Je me fais un plaisir, chère Madame, de vous adresser ce prix (sous forme d'un chèque sur le Crédit lyonnais, que vous trouverez ci-joint).
Je me rappelle avec joie, ainsi que Marcelle Tinayre et Lucie Delarue-Mardrus, parmi les Perdrix, que notre jury du Prix Fémina salua le premier votre beau talent[6]. Maintes fois j'ai eu l'occasion de m'entretenir de vous, à Bruxelles avec Neel Doff, dans le Midi avec la charmante femme qui fut la fée de Menton[7], mais jamais je n'ai eu le plaisir de vous rencontrer. Je me félicite aujourd'hui, chère Madame, d'avoir été choisie par mes collègues et amies des Belles Perdrix pour vous annoncer cette bonne nouvelle.
Croyez à mes sentiments très sympathiques.
Gabrielle Réval
Ci-joint un chèque Crédit lyonnais n° A 323086 dont je vous prie de m'accuser réception d'un mot.
[1] Ces deux mots sont imprimés en bleu, ainsi que 19.
[2] Lettre parvenue à destination le 28
[3] ADRESSE : à LA MEILLEURE BECQUéE (imprimé entre le lieu de création suivi de la date et les coordonnées manuscrites) a été rayé.
[4] Cette association féministe, destinée à l'origine à réunir les femmes gastronomes exerçant par ailleurs une profession (littéraire, artistique, etc.) fut fondée par Marion Gilbert (1876‑1951).

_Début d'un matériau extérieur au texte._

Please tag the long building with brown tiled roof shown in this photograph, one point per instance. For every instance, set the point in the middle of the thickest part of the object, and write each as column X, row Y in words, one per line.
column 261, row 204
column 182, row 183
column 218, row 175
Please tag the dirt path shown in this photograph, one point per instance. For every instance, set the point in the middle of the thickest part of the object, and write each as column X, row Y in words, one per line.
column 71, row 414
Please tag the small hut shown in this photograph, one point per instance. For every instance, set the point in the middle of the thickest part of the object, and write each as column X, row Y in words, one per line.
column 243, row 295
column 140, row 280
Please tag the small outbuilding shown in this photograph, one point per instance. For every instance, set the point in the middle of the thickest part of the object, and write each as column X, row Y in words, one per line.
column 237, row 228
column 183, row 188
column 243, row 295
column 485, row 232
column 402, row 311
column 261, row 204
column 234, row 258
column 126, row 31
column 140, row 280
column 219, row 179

Sur Marion Gilbert, dont la vie et l'œuvre reflètent bien le contexte dans lequel évolue Gabrielle Réval, voir la partie DESCRIPTION
[5] Quelque trois cents euros de 2020
[6] Les deux romancières, avec Gabrielle Réval, ont fait partie des vingt‑et‑une femmes membres du prix Vie heureuse, institué à quelques jours des deux prix littéraires créés par Femina (voir la partie DESCRIPTION), et qui ne se limite pas à des lauréates féminines (Voir Leroy, Géraldi et Bertrand‑Sabiani, Julie, La Vie littéraire à la Belle époque, Op. cit., p. 270).

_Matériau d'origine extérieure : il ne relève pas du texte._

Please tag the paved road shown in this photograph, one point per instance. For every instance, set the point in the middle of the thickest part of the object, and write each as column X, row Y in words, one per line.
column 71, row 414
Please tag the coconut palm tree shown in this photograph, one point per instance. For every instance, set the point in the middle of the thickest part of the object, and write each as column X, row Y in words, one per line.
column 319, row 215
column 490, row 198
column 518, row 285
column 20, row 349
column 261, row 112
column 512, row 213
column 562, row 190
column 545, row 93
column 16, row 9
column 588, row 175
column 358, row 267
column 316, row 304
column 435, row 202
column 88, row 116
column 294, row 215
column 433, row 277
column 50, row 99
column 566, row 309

[7] Il s'agit sans doute de Katherine Mansfield (1888‑1923), l'écrivaine – admirée par Virginia Woolf ‑ qui fréquenta Menton à la fin de sa courte existence, et à laquelle le nom de la ville est resté attaché. Yvonne Arbogast (la fille des hôteliers de l'Hôtel des Anglais qui recevaient Mirbeau, une inconditionnelle du romancier et de Marguerite Audoux) n'écrit‑elle pas à Paul d'Aubuisson que Katherine Mansfield « est à Menton ce que les berlingots sont à Carpentras »… [Voir Garreau, Bernard‑Marie, « La Correspondance d'Yvonne Arbogast avec Paul d'Aubuisson : portrait épistolaire d'une mirbeauphile », in Cahiers Octave Mirbeau n° 11, mars 2004, p. 245-262 (p. 251 pour ce passage)].